Archie Carr took a leave of absence in 1945 from his beloved University of Florida and went to teach Biology for five years at a new little college in Honduras – the Escuela Agricola Panamericana (or Panamerican Agricultural School). One of the outstanding students there was Billy Cruz. Archie was deeply involved in research for his first technical book — The Handbook of Turtles, to be published in 1952. Billy Cruz became acquainted with Archie and his young family, and learned of Archie’s interest in turtles in general, and the mysteries of sea turtles in particular. At the time, no one had a clue where the major remaining nesting sites were for these large reptiles in the Caribbean. At least scientists didn’t know. But Billy Cruz knew his own country, and he had heard the stories of heavy nesting concentrations on the beaches of remote Tortuguero.

Billy Cruz returned to Costa Rica and became an executive in the Republic Tobacco Company. Archie returned to the United States, but, in 1955, was invited to help establish a Department of Biology at the University of Costa Rica. Soon, Billy and Archie were back together, talking turtles and collaborating on the initiation of a long-term research program at Tortuguero. Owing to his business and political connections around San Jose, and his enthusiasm about the phenomenal turtle colony using the beaches of his country, Billy Cruz was able to provide insightful guidance and vital logistical support to the new program. He helped secure the permissions and permits necessary for the CCC to obtain a 99-year lease to several miles of beach, and to purchase a barracks constructed years earlier by the United Fruit Company.
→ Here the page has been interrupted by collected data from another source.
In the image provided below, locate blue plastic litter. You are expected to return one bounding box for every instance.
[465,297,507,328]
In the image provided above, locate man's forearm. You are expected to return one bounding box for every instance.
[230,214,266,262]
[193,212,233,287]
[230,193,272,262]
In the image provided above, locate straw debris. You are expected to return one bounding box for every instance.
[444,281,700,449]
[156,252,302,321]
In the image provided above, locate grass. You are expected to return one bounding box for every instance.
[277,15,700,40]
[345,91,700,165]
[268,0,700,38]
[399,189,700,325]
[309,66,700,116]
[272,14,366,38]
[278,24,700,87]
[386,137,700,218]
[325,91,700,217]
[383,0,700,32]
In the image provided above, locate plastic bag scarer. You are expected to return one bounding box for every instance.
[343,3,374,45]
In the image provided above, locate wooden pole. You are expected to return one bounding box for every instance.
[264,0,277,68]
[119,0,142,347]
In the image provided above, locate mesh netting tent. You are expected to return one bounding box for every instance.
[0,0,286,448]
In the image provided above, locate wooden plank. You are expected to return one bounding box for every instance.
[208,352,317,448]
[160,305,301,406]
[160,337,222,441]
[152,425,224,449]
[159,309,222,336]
The building became the first research station for the CCC, and, because it was painted green, was known as “Casa Verde.”
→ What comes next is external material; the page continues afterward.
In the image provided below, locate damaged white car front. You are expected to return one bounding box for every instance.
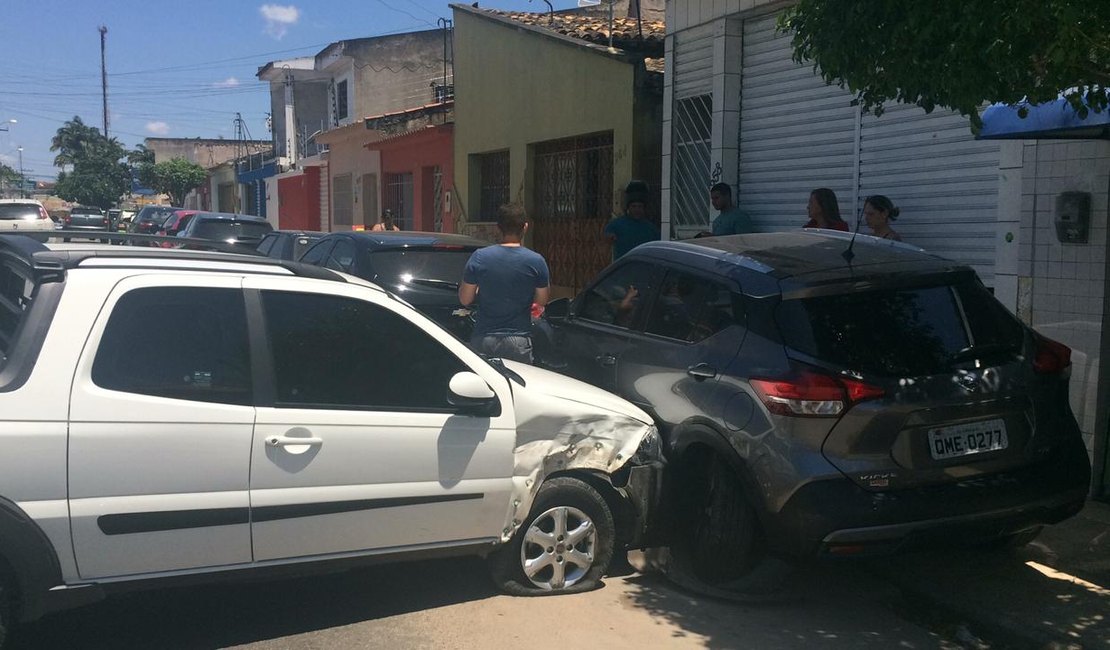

But Billy was more than just a behind-the-scenes facilitator. As Vice President of the CCC, he began taking the message of sea turtle conservation to the highest levels in Costa Rica’s government. Don Billy was savvy enough to know that one of the key steps to saving sea turtles would be to get the decision-makers out on the beach to see the turtles up close. We all know what an impact that can make on someone, and Don Billy wanted to influence people at the top. So, he brought the President of Costa Rica (Pepe Figueres) and his family to Tortuguero to see the turtles with Archie Carr. On one fateful night, they encountered poachers who ran off in the middle of butchering a large green turtle. The President, his wife and children all stood and watched with Archie and Billy Cruz as the turtle slowly died. That event put the power of the Presidency firmly behind the cause of sea turtle conservation in Costa Rica – a tradition that continues to this day.

Don Billy also brought people like Mario Boza and Alvaro Ugalde to Tortuguero. Mario and Alvaro are responsible for having launched the celebrated Costa Rican National Park System. Working together, Mario, Alvaro and Billy Cruz helped make Tortuguero—the beach and the interior rainforest—one of the first national parks in the country in 1972.

Don Billy continued to fill a critical role in Costa Rica for several decades, until his health would prevent him from continuing at the same level. And so, ladies and gentlemen, by coming to Costa Rica to enjoy this the 24th Sea Turtle Symposium, we come back to where it all began. And by applauding Billy Cruz, we acknowledge one of the pioneers in the now global effort to study and save sea turtles from extinction. Two years ago, CCC established an award to honor people, who, like Archie Carr, had dedicated a substantial part of their lives to the cause of sea turtle conservation. We call it the “Archie Carr Lifetime Achievement Award,” and it is my great privilege to present the award to Billy Cruz.